N’avoue jamais, jamais, jamais, jamais, jamais ! Sinon à ton Dieu seul.

Se débarrasser de sa croix trop facilement

Pour illustrer notre propos, avant d’aller causer d’évêque à la main baladeuse, prenons le cas simple de l’homme adultère qui décide de tout avouer à sa femme, car le fardeau est trop lourd. Elle ne se doute de rien et lui déballe tout. Et comme il déballe tout, il se dit qu’on pourrait lui savoir gré, le pardonner immédiatement, au moins à moitié, voire l’admirer d’avoir eu le courage de tout dire. Il souffle, il est soulagé. Et voilà celle qui ne se savait pas encore victime, d’un seul coup chargée d’un poids énorme, et pas que de la moitié non pardonnée… Alors même que le péché porte en lui, par la souffrance qu’il provoque chez le pêcheur, une part de rédemption ; l’aveu porte en lui, du fait de la fierté ressentie à l’avoir fait, un véritable orgueil. Si l’intention du coupable n’est pas forcément de se blanchir, on peut tout de même convenir qu’il prend sa femme, la victime, pour le Christ. Car qui, sinon le Christ, est capable de prendre son péché ? Toutes les victimes ne sont pas aussi fortes que le Christ pour porter le péché du monde, toutes les victimes ne sont pas Dieu.
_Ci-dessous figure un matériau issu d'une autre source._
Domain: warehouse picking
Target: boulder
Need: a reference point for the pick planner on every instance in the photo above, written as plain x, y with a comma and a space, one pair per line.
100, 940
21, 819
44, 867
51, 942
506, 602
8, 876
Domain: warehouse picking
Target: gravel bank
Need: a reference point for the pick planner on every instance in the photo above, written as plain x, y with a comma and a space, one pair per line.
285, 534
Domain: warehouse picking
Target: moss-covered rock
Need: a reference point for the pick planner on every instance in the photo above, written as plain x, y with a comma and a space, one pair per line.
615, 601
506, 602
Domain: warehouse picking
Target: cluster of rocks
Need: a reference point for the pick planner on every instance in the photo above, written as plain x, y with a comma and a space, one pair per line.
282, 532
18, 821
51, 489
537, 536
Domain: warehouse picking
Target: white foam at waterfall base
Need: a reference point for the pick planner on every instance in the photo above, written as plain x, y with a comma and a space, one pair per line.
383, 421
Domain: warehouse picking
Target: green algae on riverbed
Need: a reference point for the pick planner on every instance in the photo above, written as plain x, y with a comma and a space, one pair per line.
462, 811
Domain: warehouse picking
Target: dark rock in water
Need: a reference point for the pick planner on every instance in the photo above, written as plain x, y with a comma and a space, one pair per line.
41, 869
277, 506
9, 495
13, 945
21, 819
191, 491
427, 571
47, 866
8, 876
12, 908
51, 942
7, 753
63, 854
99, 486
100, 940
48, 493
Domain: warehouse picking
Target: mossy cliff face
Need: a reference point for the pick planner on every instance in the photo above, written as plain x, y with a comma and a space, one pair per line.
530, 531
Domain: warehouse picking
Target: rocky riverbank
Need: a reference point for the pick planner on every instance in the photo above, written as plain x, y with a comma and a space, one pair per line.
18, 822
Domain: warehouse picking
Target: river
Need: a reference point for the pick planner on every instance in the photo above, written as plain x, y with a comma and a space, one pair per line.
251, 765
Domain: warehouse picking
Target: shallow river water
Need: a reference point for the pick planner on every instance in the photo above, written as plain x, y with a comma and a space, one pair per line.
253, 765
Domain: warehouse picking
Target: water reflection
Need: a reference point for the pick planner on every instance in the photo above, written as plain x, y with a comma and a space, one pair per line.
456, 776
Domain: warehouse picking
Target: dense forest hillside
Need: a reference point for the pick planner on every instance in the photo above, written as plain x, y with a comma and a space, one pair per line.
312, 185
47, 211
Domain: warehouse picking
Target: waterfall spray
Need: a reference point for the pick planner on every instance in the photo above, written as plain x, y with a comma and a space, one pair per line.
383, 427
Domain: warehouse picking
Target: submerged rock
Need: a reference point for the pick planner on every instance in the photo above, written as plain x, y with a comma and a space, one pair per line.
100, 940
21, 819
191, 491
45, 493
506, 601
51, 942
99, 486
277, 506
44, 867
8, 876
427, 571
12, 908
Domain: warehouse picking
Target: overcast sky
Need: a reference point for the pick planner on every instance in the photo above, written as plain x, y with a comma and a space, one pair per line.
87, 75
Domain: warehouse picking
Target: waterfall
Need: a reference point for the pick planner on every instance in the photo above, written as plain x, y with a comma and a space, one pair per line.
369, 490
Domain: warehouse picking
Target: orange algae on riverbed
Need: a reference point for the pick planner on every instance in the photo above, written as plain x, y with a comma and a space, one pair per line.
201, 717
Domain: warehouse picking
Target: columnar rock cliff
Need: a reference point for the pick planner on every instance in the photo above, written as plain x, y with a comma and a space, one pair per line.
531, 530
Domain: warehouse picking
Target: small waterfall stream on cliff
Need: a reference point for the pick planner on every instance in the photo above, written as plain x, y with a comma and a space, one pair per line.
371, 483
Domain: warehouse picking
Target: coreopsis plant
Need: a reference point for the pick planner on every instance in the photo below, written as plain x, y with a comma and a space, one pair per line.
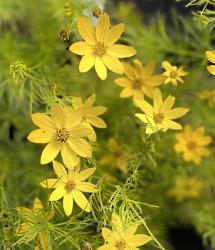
63, 132
98, 48
121, 237
160, 116
70, 186
172, 73
193, 144
211, 57
140, 80
186, 188
33, 217
91, 114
Ce que l’on exige de la femme trompée, qui vient d’encaisser une humiliation, est hors de sa portée : elle ne peut pas pardonner. Dès lors, l’inversion est en cours, elle devient le bourreau du gentil mari adultère qui a fait l’effort de tout avouer. Voilà bien la réversibilité de ce monde, sa caricature dans la chute.

Très honnête

Les aveux servent aussi au coupable à mettre en conformité sa vie avec ce qu’il est réellement. Le souci n’est pas ce qu’il fait, mais ce qu’il est, et surtout, ce qu’on le force à être. Après les aveux, il va proposer d’être très honnête avec lui-même. On devrait pourtant percevoir dès le superlatif qu’il y a embrouille. Soit on est honnête, soit on ne l’est pas. L’être à excès ne signifie rien d’autre que construire une narration qui justifie, tisser des causalités psychologiques afin de mieux plaider sa cause. Cette ambition d’honnêteté pousse beaucoup à vouloir mettre en conformité leur vie : partir avec sa maîtresse ou son maître, abandonner ce fameux passé qui n’était pas à leur image, répudier avec humanité tous ceux qui sont sommés désormais de le comprendre. On convoque les lois de la République pour divorcer, celles du cosmos pour reconnaître la nullité de son mariage. Le but de ce désir d’honnêteté suivant les aveux n’est rien d’autre qu’une volonté d’avoir les fesses propres, de jouir sans ce foutu sentiment de culpabilité, alors que la seule vérité est qu’on crèvera tous coupables.

Scandale public

Cette volonté d’être très honnête qui se traduit donc, la plupart du temps, non pas par une conversion des comportements, mais par un déballage de tripes en plein vent, m’exaspère. Si on résume, l’aveu transforme la victime en bourreau, l’honnêteté du coupable le lave et institutionnalise le péché. Le scandale public permis par ces deux bonnes intentions modernes mute le péché en péché contre l’esprit métastasé au niveau d’une société. Alors que le mensonge préserve du scandale public, préserve les proches et les anonymes qui ne demandaient pas à être salis gratuitement par les turpitudes des uns et des autres. Jamais la confession publique n’a de vertu si elle n’est pas suivie de condamnation publique. Alors que la dissimulation consiste à porter sa croix seul avec le concours du seul qui puisse aider : l’invisible.